The reduction of genetic diversity observed in the genome A of P. cerasus in comparison with P. avium is probably due to the constitution of P. cerasus involving only a part of P. avium genetic diversity. However, in this work, mainly French sour cherry trees were analyzed. Therefore, these results have to be confirmed using a representative sample of whole P. cerasus genetic diversity.

The original habitat of wild P. cerasus is currently unknown and is difficult to determine because many feral forms have escaped from orchards. It is not possible, therefore, to determine a priori which populations of P. avium contributed to the A genome of P. cerasus. The national ranges of P. avium and P. fruticosa overlap around the Caspian Sea and Asia Minor; wild P. cerasus could be assumed to have appeared in this sympatric area (De Candolle, 1883; Hedrick, 1915). The genome-specific markers detected in our study could be very useful for studying the evolution of one genome among different species with different ploidy levels. We tried to use A genome-specific markers to study the origin of the A genome of P. cerasus, that is, to determine which population(s) of P. avium has contributed to the constitution of P. cerasus. Our inability to unambiguously define the origin of the A genome of P. cerasus is probably due to the low number of P. avium genotypes in our sample, which is not large enough to represent the whole genetic diversity of this species. Moreover, the low geographic differentiation in P. avium makes this determination difficult (Mariette et al, 1997; Mohanty et al, 2001).

The formation of P. cerasus and P. × gondouinii species both involved unreduced P. avium gametes. These abnormalities during meiosis occur at low frequencies and could be affected by genetic and environmental factors (Iezzoni and Hancock, 1984, 1996; Ramsey and Schemske, 1998). Nevertheless, we found two different groups of P. × goundouinii using A genome-specific markers. This suggests that the frequency of unreduced gamete production is sufficient to have led to two distinct hybridization events.
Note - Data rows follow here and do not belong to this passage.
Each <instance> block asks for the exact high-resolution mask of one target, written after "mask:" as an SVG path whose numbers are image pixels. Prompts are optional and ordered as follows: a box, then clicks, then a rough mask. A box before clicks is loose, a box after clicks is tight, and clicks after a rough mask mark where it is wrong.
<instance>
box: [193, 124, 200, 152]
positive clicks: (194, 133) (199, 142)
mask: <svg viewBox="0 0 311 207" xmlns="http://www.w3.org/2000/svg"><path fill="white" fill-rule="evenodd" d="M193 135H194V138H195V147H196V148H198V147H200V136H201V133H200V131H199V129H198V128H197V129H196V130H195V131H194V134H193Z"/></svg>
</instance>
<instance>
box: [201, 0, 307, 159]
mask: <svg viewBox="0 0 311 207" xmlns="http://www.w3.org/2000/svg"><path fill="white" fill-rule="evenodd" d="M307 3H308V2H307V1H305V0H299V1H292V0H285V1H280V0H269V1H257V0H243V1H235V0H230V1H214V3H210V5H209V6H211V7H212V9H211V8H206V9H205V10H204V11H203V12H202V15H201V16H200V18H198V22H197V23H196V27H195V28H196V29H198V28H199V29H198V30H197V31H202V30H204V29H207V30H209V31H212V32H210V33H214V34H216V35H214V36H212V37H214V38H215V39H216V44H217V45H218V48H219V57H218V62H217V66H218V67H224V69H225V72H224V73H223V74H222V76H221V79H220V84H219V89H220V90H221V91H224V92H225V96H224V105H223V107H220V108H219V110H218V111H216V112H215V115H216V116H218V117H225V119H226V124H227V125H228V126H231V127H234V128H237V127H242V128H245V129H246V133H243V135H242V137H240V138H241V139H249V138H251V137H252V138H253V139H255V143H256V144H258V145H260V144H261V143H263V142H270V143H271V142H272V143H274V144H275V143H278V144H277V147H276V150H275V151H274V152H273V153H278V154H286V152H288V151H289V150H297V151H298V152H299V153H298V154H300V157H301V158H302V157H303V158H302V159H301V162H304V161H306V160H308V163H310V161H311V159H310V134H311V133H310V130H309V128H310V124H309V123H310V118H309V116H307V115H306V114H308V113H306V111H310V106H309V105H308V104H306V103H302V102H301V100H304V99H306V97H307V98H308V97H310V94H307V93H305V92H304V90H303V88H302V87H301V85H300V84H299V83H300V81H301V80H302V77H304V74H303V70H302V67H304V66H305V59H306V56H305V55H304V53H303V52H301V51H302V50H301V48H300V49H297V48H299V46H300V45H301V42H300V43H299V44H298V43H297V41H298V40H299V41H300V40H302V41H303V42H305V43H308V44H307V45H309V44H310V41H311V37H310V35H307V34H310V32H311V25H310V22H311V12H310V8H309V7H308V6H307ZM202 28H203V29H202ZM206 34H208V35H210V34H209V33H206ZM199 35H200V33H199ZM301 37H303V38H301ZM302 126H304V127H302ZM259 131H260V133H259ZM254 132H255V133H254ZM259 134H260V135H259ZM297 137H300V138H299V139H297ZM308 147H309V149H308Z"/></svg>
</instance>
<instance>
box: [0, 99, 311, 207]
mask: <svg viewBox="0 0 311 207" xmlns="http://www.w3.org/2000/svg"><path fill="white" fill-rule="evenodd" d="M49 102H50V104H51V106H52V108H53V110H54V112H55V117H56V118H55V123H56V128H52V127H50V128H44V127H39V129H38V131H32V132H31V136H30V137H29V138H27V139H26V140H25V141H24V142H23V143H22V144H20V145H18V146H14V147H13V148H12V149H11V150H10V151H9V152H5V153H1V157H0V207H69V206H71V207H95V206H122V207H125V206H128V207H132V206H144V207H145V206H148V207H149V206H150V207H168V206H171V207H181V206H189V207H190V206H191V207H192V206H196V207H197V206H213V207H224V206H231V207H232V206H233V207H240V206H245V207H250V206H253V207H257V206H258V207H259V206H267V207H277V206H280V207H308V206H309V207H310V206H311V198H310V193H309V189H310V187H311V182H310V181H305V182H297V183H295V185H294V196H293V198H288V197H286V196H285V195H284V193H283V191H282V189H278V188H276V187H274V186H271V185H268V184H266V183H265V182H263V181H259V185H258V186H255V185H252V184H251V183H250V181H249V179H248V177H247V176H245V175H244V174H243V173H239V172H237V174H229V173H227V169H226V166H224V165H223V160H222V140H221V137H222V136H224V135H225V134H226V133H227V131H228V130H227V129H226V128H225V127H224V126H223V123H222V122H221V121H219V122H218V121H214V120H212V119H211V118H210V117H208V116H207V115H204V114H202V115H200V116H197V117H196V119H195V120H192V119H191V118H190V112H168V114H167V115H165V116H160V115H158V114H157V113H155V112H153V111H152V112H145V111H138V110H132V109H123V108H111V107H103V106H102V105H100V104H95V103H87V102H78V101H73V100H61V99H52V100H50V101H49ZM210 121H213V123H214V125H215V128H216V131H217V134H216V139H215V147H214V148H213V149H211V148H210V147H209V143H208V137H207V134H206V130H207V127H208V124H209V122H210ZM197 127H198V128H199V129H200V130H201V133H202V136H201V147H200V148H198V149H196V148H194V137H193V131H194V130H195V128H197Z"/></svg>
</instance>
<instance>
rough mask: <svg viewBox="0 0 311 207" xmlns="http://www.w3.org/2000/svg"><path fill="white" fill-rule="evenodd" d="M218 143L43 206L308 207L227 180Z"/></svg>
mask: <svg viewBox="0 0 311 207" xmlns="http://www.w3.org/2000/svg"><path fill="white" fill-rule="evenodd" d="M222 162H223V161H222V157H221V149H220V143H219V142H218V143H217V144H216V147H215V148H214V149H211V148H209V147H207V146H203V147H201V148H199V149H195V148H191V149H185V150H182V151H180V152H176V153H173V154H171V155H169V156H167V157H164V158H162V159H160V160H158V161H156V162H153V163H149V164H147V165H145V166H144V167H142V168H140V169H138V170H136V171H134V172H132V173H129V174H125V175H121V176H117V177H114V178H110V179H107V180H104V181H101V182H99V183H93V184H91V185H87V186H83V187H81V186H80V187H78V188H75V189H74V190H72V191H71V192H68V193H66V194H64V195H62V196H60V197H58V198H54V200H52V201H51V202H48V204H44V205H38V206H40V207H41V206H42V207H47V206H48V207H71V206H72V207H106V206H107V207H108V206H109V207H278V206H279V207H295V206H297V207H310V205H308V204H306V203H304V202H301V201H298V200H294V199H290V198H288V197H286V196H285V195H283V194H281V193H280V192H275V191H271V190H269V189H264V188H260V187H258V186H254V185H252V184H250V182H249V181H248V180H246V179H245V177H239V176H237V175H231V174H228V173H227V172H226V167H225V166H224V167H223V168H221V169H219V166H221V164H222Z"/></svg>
Detection of genome-specific markers

There are some limitations in our definition of genome-specific markers. Our sets of specific markers are stable with many P. avium samples (unpublished data), but the classification of markers was based on some unproven assumptions. The genetic diversity of P. avium has been shown to be weakly spatially structured (Mariette et al, 1997; Mohanty et al, 2001), but we have no data about impacts on the genetic diversity of any population bottleneck which could have accompanied the constitution of P. cerasus, nor the genetic drift since this constitution. Moreover, Beaver et al (1995) suggested that P. fruticosa, P. cerasus and P. avium share a common gene pool and/or are continually sharing alleles through introgression.
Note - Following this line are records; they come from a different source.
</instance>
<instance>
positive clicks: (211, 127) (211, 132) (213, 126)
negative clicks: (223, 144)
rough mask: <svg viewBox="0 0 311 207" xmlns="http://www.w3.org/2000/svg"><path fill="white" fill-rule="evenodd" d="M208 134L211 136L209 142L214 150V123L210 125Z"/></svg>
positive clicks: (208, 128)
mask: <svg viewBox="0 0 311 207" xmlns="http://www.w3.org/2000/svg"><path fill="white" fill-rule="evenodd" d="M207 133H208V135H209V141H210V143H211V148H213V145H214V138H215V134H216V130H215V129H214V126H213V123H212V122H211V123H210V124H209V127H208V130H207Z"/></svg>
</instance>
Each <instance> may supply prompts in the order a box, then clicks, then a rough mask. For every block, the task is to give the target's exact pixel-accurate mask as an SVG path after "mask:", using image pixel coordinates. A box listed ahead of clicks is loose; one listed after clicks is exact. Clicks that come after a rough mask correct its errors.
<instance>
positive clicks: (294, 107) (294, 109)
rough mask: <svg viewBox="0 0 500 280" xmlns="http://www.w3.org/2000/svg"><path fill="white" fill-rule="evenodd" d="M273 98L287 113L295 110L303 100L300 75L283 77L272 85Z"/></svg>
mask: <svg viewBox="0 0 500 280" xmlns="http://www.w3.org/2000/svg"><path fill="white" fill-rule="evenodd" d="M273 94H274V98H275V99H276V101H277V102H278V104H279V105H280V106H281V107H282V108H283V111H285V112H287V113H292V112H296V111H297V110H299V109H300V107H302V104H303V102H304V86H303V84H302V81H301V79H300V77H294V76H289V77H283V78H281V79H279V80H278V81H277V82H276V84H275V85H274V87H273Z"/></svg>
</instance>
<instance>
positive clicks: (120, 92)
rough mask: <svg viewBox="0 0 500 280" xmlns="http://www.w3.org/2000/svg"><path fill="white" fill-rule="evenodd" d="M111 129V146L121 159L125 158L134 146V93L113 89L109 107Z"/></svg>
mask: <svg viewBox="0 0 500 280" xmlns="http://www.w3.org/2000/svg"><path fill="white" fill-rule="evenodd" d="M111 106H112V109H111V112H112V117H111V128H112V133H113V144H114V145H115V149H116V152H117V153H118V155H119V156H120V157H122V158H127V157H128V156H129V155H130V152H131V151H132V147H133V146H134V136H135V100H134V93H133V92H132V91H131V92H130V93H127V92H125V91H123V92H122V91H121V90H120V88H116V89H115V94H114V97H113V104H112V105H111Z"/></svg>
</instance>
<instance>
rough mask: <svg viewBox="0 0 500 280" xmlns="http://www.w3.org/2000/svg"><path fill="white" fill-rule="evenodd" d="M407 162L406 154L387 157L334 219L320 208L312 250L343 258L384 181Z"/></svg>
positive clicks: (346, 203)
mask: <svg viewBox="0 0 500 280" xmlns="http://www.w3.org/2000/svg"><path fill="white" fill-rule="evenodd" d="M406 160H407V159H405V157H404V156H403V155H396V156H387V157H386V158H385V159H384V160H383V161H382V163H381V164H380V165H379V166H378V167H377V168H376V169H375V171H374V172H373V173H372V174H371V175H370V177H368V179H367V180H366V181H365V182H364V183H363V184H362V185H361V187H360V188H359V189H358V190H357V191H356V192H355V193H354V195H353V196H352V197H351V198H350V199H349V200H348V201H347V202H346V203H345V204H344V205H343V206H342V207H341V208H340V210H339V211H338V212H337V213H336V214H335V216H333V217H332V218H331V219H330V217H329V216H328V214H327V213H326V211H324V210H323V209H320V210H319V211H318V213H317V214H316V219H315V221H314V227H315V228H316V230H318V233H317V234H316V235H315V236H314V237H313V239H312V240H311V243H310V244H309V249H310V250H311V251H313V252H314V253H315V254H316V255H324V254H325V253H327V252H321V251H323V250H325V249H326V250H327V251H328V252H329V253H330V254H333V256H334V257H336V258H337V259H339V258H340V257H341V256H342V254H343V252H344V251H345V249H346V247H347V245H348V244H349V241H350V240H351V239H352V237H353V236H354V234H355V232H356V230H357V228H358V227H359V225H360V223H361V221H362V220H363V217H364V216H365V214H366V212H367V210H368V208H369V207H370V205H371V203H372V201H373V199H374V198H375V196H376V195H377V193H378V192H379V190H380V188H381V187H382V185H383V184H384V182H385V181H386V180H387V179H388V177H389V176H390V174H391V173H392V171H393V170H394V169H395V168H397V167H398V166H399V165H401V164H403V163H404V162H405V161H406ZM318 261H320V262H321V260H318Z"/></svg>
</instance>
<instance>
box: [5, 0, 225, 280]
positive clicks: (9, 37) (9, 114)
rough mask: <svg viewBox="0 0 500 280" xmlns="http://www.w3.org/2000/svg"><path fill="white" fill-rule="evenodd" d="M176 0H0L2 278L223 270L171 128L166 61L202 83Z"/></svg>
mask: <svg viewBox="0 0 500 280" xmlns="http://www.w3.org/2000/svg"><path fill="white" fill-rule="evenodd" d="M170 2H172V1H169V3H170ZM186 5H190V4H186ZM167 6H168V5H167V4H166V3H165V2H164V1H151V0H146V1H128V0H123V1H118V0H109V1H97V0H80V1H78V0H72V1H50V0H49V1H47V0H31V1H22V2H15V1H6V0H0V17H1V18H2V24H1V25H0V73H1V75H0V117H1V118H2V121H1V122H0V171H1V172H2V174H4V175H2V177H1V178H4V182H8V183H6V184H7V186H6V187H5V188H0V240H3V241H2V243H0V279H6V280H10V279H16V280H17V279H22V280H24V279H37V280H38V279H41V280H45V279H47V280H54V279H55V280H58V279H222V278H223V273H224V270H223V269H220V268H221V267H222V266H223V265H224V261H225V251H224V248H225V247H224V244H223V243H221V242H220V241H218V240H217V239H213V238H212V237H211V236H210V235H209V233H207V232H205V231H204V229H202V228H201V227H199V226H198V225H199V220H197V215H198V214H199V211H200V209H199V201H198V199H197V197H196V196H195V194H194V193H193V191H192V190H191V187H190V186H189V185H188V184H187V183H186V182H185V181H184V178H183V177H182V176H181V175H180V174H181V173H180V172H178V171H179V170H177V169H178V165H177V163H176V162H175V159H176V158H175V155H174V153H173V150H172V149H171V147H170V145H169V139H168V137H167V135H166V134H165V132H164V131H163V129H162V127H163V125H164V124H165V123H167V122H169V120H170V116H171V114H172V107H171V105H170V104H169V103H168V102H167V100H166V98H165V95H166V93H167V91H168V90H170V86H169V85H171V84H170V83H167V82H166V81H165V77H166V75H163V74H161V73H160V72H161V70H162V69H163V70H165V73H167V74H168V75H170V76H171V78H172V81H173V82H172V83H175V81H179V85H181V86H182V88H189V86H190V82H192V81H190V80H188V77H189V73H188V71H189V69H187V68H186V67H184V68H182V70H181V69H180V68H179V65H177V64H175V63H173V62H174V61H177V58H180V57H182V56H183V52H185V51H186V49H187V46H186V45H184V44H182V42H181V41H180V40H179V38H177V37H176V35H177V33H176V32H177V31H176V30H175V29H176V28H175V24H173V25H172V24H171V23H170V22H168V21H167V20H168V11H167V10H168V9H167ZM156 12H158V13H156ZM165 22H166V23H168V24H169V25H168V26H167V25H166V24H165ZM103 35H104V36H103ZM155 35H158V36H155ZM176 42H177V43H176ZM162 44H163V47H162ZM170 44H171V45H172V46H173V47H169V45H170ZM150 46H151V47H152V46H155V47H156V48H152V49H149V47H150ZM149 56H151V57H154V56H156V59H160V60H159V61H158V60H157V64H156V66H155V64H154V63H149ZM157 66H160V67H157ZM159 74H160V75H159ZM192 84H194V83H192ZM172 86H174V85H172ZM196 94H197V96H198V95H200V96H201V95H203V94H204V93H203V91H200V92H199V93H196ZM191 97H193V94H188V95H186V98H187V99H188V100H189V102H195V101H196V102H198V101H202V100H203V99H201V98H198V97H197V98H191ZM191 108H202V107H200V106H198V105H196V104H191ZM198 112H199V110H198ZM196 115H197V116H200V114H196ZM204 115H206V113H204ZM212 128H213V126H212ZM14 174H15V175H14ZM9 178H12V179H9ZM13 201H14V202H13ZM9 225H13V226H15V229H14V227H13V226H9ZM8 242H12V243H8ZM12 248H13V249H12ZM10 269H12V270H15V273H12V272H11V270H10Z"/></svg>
In each species, the genotypes studied in our sample did not represent the whole intraspecific genetic diversity. For example, P. cerasus analyzed in our sample were collected in French orchards and could originate from the same pool of progenitors. That is probably why the correspondence analysis, with only A and F genome-specific markers, respectively, did not reveal the clear genetic structure in P. cerasus, which has previously been reported (Iezzoni and Hancock, 1996).

To confirm that F genome-specific markers come from P. fruticosa, samples of this species should be genotyped. It would then be easier to classify each set of markers according to their presence or absence in each diploid species and in tetraploid species carrying the same genome: a procedure which has been successful in Gossypium (Abdalla et al, 2001).

A large number of crosses between species could occur within the genus Prunus and particularly within the subgenus Cerasus (Iezzoni et al, 1990; Webster, 1996). Backcrosses between P. cerasus and its progenitors exist. The four species P. avium, P. fruticosa, P. cerasus and P. × gondounii are often involved in many crosses with other species, even those from other botanical sections. For example, P. fruticosa could cross with Prunus canescens (Rehder, 1947). It would be very interesting to study all the Prunus subgenus Cerasus species, in order to analyse the genetic relationships between them and to have a better knowledge of the crosses involved.